La novantaduenne diva di Hollywood premiata con il Leone d’oro alla carriera dalla 82esima Mostra internazionale d’arte cinematografica di Venezia
C’era una volta lo star system, il metodo tiranno inventato dai tycoons hollywoodiani per tenere sotto controllo le loro star più preziose. Anche a Marilyn Pauline Novak, proveniente da Chicago Illinois, ex Miss Dreepfreeze, testimonial di una campagna pubblicitaria di frigoriferi, toccherà la stessa sorte. Nata il 13 febbraio 1933 la ragazza, proveniente da un famiglia di origine cecoslovacca, dal fisico d’indossatrice e lo sguardo languido e malinconico, nel 1953 è messa sotto contratto per dieci anni da Harry Cohn, il boss della Columbia, che vede in lei la sostituta di Rita Hayworth e un’antagonista dell’emergente Marilyn Monroe, grazie a quell’aria della ragazza ingenua, romantica ma anche dotata di una carica erotica.
In apertura: Kim Novak in “Vertigo, donna che visse due volte”
Kim, questo il nome scelto da lei stessa per non essere confusa proprio con la Monroe, impara a muoversi con grazia, perde peso, rende i suoi denti più bianchi e cambia il taglio dei capelli. La Novak vorrebbe studiare sul serio recitazione, ma il suo pigmaglione non vuole perdere tempo e la lancia nell’arena così come è senza rete.

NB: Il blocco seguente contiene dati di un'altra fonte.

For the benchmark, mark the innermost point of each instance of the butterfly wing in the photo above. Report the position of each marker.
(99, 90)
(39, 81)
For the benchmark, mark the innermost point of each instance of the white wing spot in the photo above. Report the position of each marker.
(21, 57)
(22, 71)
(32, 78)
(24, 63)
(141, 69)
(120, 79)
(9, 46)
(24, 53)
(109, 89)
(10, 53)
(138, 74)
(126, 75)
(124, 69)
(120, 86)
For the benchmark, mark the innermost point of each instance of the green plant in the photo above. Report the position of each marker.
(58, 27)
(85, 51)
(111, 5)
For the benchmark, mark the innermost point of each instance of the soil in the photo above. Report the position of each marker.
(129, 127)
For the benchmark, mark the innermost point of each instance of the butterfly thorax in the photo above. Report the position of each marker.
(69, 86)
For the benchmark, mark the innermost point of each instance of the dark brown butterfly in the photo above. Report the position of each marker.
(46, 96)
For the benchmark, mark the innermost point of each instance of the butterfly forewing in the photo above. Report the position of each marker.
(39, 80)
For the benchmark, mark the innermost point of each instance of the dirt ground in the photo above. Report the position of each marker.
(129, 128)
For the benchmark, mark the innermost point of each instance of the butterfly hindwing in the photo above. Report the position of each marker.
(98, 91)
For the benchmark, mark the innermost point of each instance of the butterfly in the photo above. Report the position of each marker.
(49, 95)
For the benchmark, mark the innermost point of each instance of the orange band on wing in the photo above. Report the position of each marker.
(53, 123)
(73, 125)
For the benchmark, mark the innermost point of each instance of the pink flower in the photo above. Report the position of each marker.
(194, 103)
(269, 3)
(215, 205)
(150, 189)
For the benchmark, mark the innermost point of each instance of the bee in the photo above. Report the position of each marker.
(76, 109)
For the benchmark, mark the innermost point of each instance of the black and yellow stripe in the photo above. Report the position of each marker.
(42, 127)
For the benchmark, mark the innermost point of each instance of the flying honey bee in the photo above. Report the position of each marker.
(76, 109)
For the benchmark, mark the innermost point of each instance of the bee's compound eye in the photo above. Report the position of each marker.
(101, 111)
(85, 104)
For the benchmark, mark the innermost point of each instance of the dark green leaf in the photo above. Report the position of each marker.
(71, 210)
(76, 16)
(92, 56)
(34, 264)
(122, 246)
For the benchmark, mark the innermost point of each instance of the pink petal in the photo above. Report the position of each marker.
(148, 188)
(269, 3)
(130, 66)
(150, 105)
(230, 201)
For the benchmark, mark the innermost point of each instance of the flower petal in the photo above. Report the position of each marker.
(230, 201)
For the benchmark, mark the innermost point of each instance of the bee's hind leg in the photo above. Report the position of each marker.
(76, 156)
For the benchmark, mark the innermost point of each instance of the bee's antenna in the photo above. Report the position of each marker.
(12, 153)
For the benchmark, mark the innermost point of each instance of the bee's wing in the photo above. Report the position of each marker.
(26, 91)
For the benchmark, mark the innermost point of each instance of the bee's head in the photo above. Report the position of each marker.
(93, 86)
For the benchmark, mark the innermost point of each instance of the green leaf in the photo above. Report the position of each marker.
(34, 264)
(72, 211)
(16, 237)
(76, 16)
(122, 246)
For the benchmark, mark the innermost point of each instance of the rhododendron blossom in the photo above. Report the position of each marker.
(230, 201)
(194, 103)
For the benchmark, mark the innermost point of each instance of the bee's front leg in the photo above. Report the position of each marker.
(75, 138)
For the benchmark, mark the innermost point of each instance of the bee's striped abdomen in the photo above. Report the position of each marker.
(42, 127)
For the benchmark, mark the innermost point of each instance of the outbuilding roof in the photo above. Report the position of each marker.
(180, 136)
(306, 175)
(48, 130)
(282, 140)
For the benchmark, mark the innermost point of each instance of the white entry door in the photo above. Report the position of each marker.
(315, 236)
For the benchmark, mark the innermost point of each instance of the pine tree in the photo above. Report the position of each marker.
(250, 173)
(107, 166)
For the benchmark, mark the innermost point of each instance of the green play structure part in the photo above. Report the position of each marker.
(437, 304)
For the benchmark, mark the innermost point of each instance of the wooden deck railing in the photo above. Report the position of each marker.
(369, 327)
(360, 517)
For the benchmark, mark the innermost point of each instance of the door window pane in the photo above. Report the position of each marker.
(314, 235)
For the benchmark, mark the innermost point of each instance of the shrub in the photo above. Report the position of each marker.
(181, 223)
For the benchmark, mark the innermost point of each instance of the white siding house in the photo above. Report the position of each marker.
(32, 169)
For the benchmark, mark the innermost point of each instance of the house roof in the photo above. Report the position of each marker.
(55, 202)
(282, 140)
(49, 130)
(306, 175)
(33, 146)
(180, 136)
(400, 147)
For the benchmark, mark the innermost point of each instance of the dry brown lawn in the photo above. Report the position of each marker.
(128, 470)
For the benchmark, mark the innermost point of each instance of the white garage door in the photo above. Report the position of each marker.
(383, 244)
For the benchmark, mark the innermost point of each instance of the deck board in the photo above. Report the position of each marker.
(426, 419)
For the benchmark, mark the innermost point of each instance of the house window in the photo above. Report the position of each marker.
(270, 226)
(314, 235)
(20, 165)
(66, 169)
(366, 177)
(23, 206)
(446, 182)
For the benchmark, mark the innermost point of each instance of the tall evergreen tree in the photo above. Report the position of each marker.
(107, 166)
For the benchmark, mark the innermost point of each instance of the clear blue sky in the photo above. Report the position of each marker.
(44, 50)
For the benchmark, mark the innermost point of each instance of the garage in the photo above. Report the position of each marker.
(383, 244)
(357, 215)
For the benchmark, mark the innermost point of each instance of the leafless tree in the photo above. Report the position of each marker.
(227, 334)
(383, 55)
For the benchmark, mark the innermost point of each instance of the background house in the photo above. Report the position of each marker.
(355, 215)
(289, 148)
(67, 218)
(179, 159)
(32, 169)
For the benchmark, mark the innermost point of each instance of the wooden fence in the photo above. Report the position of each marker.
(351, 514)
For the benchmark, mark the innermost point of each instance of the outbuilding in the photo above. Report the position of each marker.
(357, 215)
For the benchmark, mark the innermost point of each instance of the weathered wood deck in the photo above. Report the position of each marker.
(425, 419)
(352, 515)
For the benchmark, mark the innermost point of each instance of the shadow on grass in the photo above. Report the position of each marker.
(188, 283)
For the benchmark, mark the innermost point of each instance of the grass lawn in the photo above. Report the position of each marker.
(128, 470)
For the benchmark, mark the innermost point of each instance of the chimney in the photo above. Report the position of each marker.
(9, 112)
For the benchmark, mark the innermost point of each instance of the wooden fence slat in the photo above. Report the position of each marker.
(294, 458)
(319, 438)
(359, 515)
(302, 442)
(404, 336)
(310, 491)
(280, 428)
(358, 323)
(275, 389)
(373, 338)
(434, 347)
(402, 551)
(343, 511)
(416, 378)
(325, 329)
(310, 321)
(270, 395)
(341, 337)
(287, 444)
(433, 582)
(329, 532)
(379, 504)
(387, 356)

“Cohn, – scrive Romano Giachetti la Repubblica il 18 novembre 1986 – volendo dimostrare che poteva sostituire a piacere qualunque sua star, anche Rita Hayworth, che in quel momento gli aveva voltato le spalle, la trasformò. Le fece ossigenare i capelli, raddrizzare i denti, e la mise a dieta. Le prescrisse anche cosa indossare, con chi uscire, come parlare”. “Bella, ma davanti alla macchina da presa è un pezzo di ghiaccio” dicono di lei dopo averla vista sostenere il suo primo provino. “Alla prima conferenza stampa – scrive Antonello Catacchio – prende Shakespeare per una marca di dentifricio, ‘però questa ragazza regala sesso solo a guardarla’, aggiunge Harry Cohn, e la invia per il trattamento di ‘glamourizzazione’. Due mesi a mangiare sedano, a camminare a piedi nudi coi libri in testa, oltre a molta ginnastica. E ancora una limata e un’imbiancatura ai denti, un taglio deciso ai capelli che acquistano anche un colore platinato, un trucco che assottiglia il viso ed evidenzia gli occhi che la rendono meno massiccia”.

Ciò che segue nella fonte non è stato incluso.